WHEN fame was young and the tastes were fresh and the sights strange, the boys had a generous share of happiness and you could see it spreading in the smiles and in their obvious friendship, one for the other.
So, when people asked them for autographs, they were honoured to sign the books or scraps of paper, offering their names to eternity in the scrawl of a Biro.
It was nice that these strangers waiting outside the office, the recording studio, the house, the shop or the concert hall, should want a little bit of them
But, after a while, fame lost its charm. Instead of offering freedom and unimaginable pleasures, being one of the four most famous faces in the world had turned them into prisoners of their own celebrity, unable to move without chauffeurs and minders.
So, when someone came up and asked for an autograph, they looked furtively from side to side and signed it without the old smiles.

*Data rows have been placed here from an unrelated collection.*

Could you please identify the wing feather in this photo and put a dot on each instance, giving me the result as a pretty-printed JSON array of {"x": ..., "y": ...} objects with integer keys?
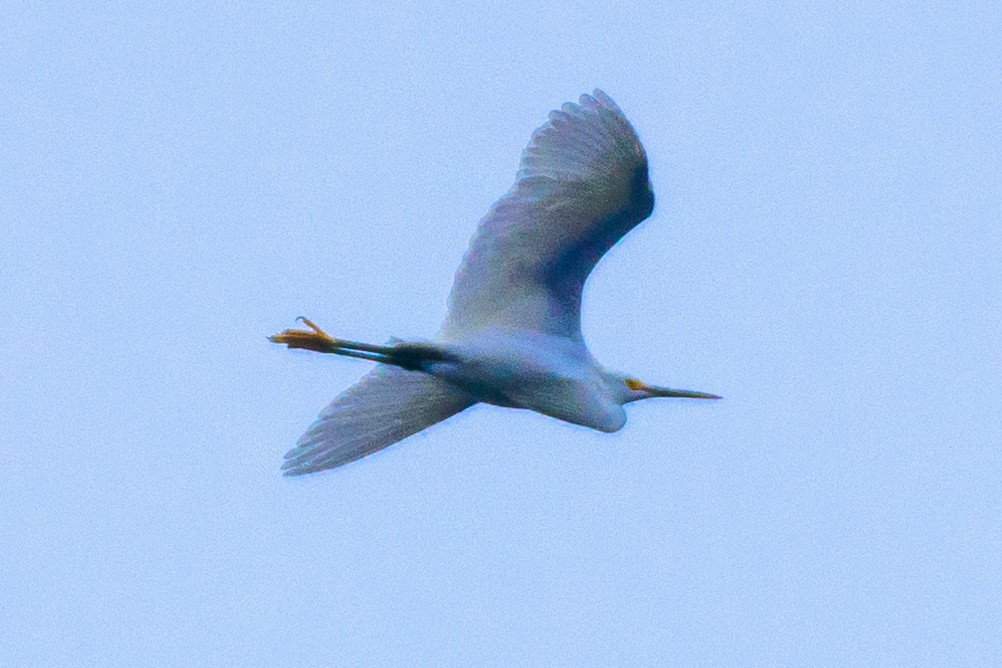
[
  {"x": 581, "y": 185},
  {"x": 387, "y": 405}
]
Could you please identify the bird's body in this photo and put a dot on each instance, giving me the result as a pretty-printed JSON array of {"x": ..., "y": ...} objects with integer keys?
[
  {"x": 551, "y": 375},
  {"x": 512, "y": 337}
]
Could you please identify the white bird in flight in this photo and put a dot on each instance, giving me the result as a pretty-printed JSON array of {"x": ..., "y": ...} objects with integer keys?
[{"x": 512, "y": 336}]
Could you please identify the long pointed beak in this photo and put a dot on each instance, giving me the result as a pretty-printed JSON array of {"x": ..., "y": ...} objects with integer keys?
[{"x": 683, "y": 394}]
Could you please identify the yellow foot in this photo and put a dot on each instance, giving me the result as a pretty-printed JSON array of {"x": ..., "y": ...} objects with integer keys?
[{"x": 318, "y": 340}]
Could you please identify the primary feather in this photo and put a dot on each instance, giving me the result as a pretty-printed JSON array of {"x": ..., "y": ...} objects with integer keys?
[{"x": 581, "y": 185}]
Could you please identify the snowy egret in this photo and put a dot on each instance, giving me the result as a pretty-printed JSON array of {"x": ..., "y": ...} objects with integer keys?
[{"x": 512, "y": 336}]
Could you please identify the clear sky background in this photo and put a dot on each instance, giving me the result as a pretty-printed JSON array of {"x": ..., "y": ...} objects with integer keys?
[{"x": 826, "y": 252}]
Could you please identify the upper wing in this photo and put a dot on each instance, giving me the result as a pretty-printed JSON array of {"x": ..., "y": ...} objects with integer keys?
[
  {"x": 581, "y": 185},
  {"x": 387, "y": 405}
]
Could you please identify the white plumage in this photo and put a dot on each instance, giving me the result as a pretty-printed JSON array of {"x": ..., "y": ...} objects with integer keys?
[{"x": 512, "y": 336}]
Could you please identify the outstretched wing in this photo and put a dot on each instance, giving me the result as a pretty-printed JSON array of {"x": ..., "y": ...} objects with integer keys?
[
  {"x": 387, "y": 405},
  {"x": 581, "y": 185}
]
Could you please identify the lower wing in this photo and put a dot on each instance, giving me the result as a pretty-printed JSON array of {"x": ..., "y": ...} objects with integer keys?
[{"x": 387, "y": 406}]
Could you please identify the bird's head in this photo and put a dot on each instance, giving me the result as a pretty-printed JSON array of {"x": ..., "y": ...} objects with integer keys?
[{"x": 633, "y": 391}]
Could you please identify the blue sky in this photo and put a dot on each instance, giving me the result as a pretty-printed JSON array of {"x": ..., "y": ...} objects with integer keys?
[{"x": 826, "y": 253}]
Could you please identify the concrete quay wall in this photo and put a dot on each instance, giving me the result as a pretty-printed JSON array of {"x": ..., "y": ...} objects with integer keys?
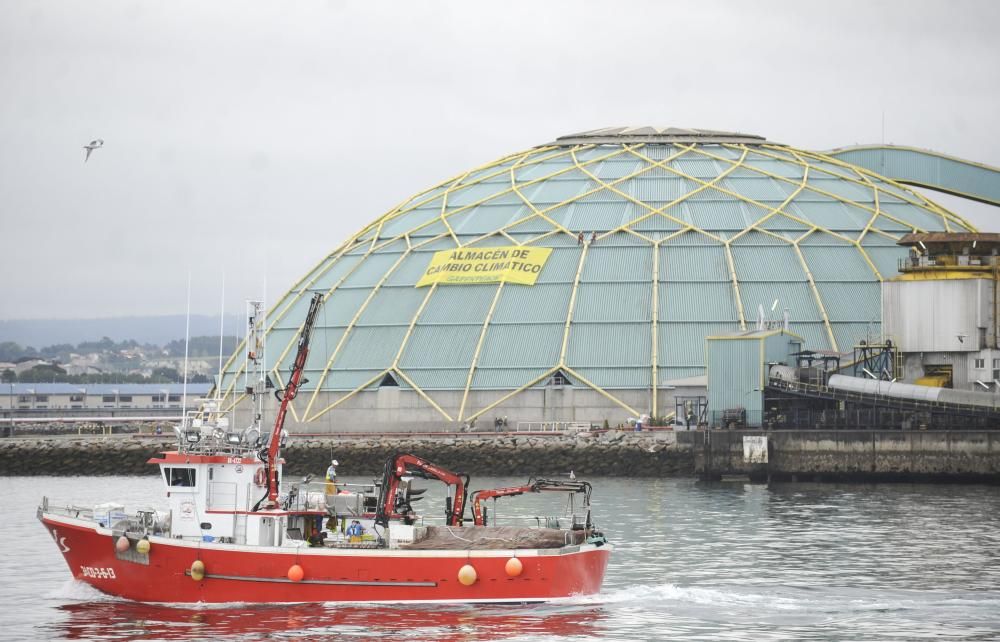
[
  {"x": 852, "y": 455},
  {"x": 849, "y": 455},
  {"x": 621, "y": 454}
]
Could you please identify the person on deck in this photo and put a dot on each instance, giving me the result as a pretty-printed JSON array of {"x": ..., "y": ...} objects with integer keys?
[
  {"x": 355, "y": 531},
  {"x": 331, "y": 478}
]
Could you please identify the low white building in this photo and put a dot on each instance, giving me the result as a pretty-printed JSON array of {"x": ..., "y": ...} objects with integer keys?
[{"x": 67, "y": 396}]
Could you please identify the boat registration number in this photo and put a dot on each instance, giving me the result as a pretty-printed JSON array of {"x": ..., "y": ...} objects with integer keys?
[{"x": 98, "y": 572}]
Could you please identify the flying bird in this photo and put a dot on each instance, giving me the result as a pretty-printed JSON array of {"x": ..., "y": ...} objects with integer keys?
[{"x": 91, "y": 146}]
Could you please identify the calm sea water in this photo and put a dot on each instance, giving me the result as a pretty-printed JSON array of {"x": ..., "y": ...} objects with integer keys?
[{"x": 694, "y": 561}]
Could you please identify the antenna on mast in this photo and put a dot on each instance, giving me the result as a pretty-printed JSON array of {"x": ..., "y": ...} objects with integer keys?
[
  {"x": 187, "y": 341},
  {"x": 222, "y": 334}
]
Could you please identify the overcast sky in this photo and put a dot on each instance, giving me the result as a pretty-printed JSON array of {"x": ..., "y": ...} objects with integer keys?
[{"x": 252, "y": 138}]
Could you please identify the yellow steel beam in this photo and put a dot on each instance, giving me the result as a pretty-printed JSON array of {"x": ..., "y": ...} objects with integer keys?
[
  {"x": 512, "y": 393},
  {"x": 741, "y": 197},
  {"x": 511, "y": 190},
  {"x": 736, "y": 286},
  {"x": 350, "y": 327},
  {"x": 604, "y": 393},
  {"x": 423, "y": 394},
  {"x": 819, "y": 299},
  {"x": 348, "y": 395},
  {"x": 413, "y": 323},
  {"x": 656, "y": 324},
  {"x": 651, "y": 211},
  {"x": 479, "y": 347},
  {"x": 572, "y": 303}
]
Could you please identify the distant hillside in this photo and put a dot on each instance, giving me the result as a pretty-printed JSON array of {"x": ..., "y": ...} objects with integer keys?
[{"x": 158, "y": 330}]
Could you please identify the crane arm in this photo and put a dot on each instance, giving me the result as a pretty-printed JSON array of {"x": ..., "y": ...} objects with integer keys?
[
  {"x": 533, "y": 486},
  {"x": 401, "y": 465},
  {"x": 291, "y": 389}
]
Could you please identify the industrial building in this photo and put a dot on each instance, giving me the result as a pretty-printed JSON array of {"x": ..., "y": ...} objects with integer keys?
[
  {"x": 941, "y": 311},
  {"x": 577, "y": 281}
]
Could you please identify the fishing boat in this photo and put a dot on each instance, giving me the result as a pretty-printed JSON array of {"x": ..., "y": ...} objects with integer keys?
[{"x": 235, "y": 530}]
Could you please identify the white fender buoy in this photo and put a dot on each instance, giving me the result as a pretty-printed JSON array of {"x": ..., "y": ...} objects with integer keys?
[{"x": 467, "y": 575}]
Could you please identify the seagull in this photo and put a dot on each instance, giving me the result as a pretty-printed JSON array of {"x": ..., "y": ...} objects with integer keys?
[{"x": 91, "y": 146}]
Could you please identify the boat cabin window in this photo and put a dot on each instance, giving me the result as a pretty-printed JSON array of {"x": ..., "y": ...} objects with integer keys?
[{"x": 183, "y": 477}]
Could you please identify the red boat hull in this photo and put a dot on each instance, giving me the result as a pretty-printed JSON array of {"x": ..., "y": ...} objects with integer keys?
[{"x": 252, "y": 574}]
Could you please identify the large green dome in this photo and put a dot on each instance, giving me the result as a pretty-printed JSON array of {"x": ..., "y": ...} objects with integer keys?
[{"x": 695, "y": 231}]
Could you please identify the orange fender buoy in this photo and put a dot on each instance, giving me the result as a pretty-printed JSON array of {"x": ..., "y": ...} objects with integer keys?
[
  {"x": 198, "y": 570},
  {"x": 467, "y": 575}
]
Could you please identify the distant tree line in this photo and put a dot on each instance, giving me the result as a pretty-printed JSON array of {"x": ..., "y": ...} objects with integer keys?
[
  {"x": 55, "y": 374},
  {"x": 111, "y": 358},
  {"x": 207, "y": 346}
]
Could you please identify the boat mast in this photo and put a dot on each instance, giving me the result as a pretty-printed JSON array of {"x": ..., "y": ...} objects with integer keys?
[{"x": 286, "y": 395}]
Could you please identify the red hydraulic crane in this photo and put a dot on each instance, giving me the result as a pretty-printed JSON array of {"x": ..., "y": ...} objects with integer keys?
[
  {"x": 533, "y": 486},
  {"x": 285, "y": 396},
  {"x": 400, "y": 466}
]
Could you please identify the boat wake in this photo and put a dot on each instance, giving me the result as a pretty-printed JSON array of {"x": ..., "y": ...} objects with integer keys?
[{"x": 76, "y": 591}]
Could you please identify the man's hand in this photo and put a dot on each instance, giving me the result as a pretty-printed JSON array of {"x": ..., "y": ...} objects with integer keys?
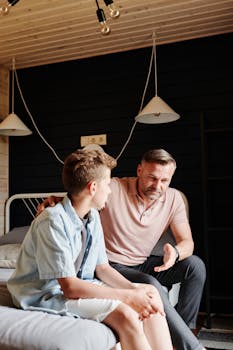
[
  {"x": 48, "y": 202},
  {"x": 169, "y": 258},
  {"x": 145, "y": 300}
]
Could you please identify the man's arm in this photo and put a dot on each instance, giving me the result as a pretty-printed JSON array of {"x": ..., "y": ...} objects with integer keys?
[
  {"x": 184, "y": 246},
  {"x": 51, "y": 201}
]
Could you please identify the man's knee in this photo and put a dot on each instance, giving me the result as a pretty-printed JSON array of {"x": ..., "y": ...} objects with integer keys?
[{"x": 197, "y": 266}]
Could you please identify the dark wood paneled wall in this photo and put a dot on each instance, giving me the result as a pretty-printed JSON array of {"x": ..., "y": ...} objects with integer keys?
[{"x": 103, "y": 95}]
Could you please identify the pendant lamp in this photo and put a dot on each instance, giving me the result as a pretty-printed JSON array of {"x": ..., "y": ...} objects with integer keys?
[
  {"x": 12, "y": 125},
  {"x": 156, "y": 111}
]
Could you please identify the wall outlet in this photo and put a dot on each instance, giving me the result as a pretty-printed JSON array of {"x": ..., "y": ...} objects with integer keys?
[{"x": 96, "y": 139}]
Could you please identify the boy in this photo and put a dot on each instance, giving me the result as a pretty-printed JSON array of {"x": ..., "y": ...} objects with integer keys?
[{"x": 63, "y": 268}]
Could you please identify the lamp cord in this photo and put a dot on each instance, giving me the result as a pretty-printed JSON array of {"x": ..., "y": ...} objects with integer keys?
[
  {"x": 153, "y": 55},
  {"x": 30, "y": 115}
]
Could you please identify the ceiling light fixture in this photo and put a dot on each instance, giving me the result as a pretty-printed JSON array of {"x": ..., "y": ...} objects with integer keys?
[
  {"x": 12, "y": 125},
  {"x": 5, "y": 8},
  {"x": 105, "y": 29},
  {"x": 156, "y": 111},
  {"x": 113, "y": 10}
]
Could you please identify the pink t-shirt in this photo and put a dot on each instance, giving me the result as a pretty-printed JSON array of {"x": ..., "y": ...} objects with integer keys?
[{"x": 130, "y": 231}]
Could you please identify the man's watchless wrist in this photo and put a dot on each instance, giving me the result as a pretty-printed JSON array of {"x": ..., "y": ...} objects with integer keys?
[{"x": 177, "y": 254}]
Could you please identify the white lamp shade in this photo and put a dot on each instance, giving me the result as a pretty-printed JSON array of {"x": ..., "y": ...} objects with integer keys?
[
  {"x": 13, "y": 126},
  {"x": 157, "y": 112}
]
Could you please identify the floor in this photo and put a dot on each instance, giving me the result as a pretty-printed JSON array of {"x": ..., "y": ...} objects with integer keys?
[{"x": 220, "y": 335}]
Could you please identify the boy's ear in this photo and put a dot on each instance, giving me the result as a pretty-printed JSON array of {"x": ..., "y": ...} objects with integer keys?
[{"x": 92, "y": 187}]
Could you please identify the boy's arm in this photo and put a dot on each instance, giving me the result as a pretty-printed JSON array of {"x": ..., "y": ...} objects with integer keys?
[{"x": 141, "y": 300}]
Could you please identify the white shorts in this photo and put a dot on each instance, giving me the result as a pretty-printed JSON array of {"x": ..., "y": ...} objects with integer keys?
[{"x": 92, "y": 309}]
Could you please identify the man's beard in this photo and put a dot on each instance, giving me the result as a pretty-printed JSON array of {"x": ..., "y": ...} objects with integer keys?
[{"x": 152, "y": 194}]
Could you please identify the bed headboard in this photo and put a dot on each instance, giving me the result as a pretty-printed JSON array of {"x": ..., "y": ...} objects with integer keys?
[{"x": 23, "y": 207}]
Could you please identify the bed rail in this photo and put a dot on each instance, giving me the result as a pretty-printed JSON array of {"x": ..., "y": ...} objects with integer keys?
[{"x": 30, "y": 200}]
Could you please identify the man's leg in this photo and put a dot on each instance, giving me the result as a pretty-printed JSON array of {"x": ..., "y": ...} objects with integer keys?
[
  {"x": 182, "y": 336},
  {"x": 191, "y": 273}
]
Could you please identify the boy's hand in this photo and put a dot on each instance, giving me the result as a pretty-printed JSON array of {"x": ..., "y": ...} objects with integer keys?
[{"x": 145, "y": 300}]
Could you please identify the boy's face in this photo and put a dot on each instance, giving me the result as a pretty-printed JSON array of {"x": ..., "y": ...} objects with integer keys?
[{"x": 102, "y": 190}]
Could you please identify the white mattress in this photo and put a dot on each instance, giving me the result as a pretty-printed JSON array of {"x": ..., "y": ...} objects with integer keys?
[{"x": 5, "y": 275}]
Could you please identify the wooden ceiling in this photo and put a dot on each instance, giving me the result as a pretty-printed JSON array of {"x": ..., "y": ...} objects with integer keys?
[{"x": 38, "y": 32}]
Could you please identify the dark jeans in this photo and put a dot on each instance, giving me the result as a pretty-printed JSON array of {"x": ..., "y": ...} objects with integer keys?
[{"x": 191, "y": 273}]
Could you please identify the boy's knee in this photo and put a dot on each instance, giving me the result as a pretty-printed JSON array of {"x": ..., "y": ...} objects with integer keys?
[{"x": 127, "y": 317}]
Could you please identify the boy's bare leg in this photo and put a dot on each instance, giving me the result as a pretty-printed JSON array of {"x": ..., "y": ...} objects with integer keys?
[
  {"x": 157, "y": 332},
  {"x": 124, "y": 320}
]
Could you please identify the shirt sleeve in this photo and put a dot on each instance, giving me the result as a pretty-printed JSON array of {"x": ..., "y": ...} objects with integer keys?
[
  {"x": 180, "y": 212},
  {"x": 53, "y": 251},
  {"x": 102, "y": 256}
]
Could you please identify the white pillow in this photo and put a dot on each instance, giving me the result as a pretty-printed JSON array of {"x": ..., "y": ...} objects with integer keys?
[{"x": 9, "y": 254}]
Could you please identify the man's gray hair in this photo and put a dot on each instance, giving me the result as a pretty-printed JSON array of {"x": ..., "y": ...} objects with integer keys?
[{"x": 159, "y": 156}]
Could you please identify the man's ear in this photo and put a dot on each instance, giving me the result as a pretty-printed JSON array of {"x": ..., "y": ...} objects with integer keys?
[{"x": 139, "y": 169}]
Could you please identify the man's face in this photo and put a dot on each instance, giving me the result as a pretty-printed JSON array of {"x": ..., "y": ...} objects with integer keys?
[
  {"x": 154, "y": 179},
  {"x": 102, "y": 190}
]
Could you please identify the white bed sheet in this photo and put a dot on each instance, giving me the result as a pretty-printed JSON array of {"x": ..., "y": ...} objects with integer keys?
[{"x": 5, "y": 275}]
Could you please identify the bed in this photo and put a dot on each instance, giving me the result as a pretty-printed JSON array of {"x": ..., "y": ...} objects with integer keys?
[{"x": 35, "y": 330}]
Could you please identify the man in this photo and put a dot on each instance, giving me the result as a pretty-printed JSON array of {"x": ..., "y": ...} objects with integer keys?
[
  {"x": 63, "y": 268},
  {"x": 137, "y": 213}
]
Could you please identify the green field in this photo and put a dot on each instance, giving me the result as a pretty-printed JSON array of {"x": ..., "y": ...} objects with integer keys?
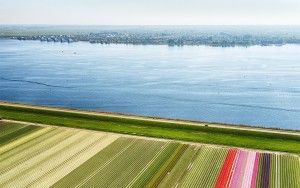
[
  {"x": 52, "y": 156},
  {"x": 201, "y": 134}
]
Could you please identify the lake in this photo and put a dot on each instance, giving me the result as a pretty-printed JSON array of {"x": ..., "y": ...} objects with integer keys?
[{"x": 257, "y": 85}]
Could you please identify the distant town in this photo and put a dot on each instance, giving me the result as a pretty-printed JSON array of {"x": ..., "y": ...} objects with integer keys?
[{"x": 221, "y": 36}]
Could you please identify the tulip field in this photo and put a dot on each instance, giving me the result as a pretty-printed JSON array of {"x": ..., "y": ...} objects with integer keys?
[{"x": 50, "y": 156}]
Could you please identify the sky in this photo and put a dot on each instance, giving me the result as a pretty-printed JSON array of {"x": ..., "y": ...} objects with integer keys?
[{"x": 150, "y": 12}]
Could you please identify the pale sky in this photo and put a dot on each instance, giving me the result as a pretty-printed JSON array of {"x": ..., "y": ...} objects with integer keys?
[{"x": 151, "y": 12}]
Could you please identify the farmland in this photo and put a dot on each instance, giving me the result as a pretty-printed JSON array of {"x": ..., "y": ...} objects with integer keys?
[{"x": 53, "y": 156}]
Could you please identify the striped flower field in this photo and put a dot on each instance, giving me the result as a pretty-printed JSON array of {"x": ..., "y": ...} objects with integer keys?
[{"x": 32, "y": 156}]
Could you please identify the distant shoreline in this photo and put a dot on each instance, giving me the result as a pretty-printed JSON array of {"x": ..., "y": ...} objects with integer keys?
[{"x": 216, "y": 36}]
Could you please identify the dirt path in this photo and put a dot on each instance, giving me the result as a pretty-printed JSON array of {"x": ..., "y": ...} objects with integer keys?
[{"x": 155, "y": 119}]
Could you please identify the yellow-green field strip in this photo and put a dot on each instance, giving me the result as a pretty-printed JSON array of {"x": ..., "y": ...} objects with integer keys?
[{"x": 50, "y": 156}]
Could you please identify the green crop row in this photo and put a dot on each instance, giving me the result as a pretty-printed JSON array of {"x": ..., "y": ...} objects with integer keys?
[{"x": 221, "y": 136}]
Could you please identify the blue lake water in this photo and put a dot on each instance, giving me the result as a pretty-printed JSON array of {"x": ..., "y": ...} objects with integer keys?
[{"x": 253, "y": 86}]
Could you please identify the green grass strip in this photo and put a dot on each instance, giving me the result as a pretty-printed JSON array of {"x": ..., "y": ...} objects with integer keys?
[{"x": 221, "y": 136}]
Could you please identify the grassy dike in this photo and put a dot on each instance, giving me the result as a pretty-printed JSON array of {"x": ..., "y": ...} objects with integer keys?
[{"x": 201, "y": 134}]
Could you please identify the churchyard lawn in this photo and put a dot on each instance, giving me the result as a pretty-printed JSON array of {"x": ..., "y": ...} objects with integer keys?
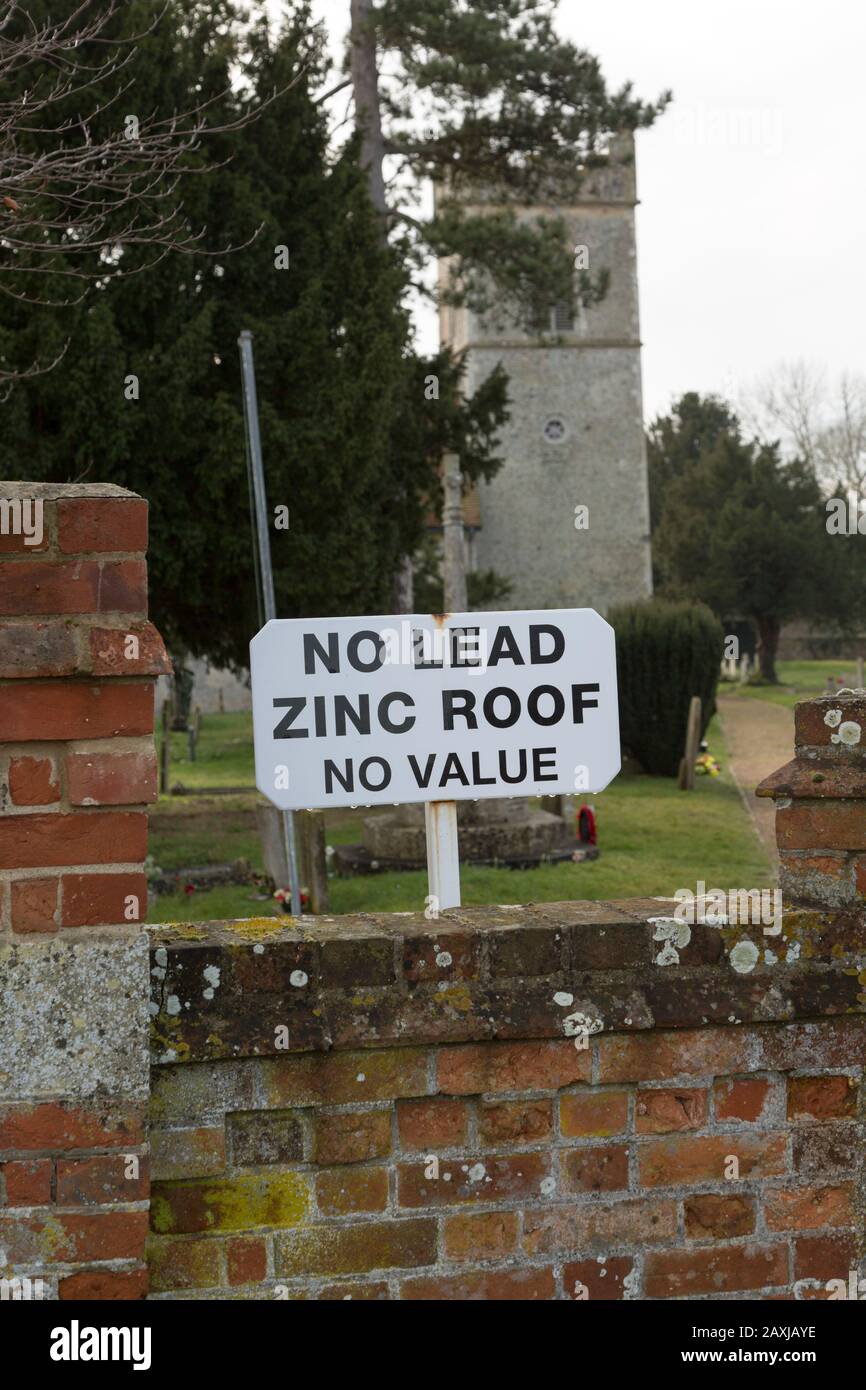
[{"x": 654, "y": 838}]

Even adoration can become routine. So, as the material possessions mounted and the pens of the journalists were pointed at them like spears, they sought spiritual answers.
After all, theirs was an extraordinary story, even in the 20th century of war, famine, political turmoil, TV, cars, burgers and astonishing inventions, which led to man leaving his footprint on the moon.
Now, the slow, sad trail from jubilation to disillusionment can be followed in one of the most interesting books about the Beatles to be published in recent years.
It is the story told in the changing expressions found in more than 400 photographs taken of the Beatles between the late 1950s and 1970, with extra ones at the end, showing a drained, weary and unhappy-looking John Lennon on December 6, 1980, two days before he was murdered by Mark Chapman outside New York's Dakota Building, where he lived with Yoko Ono.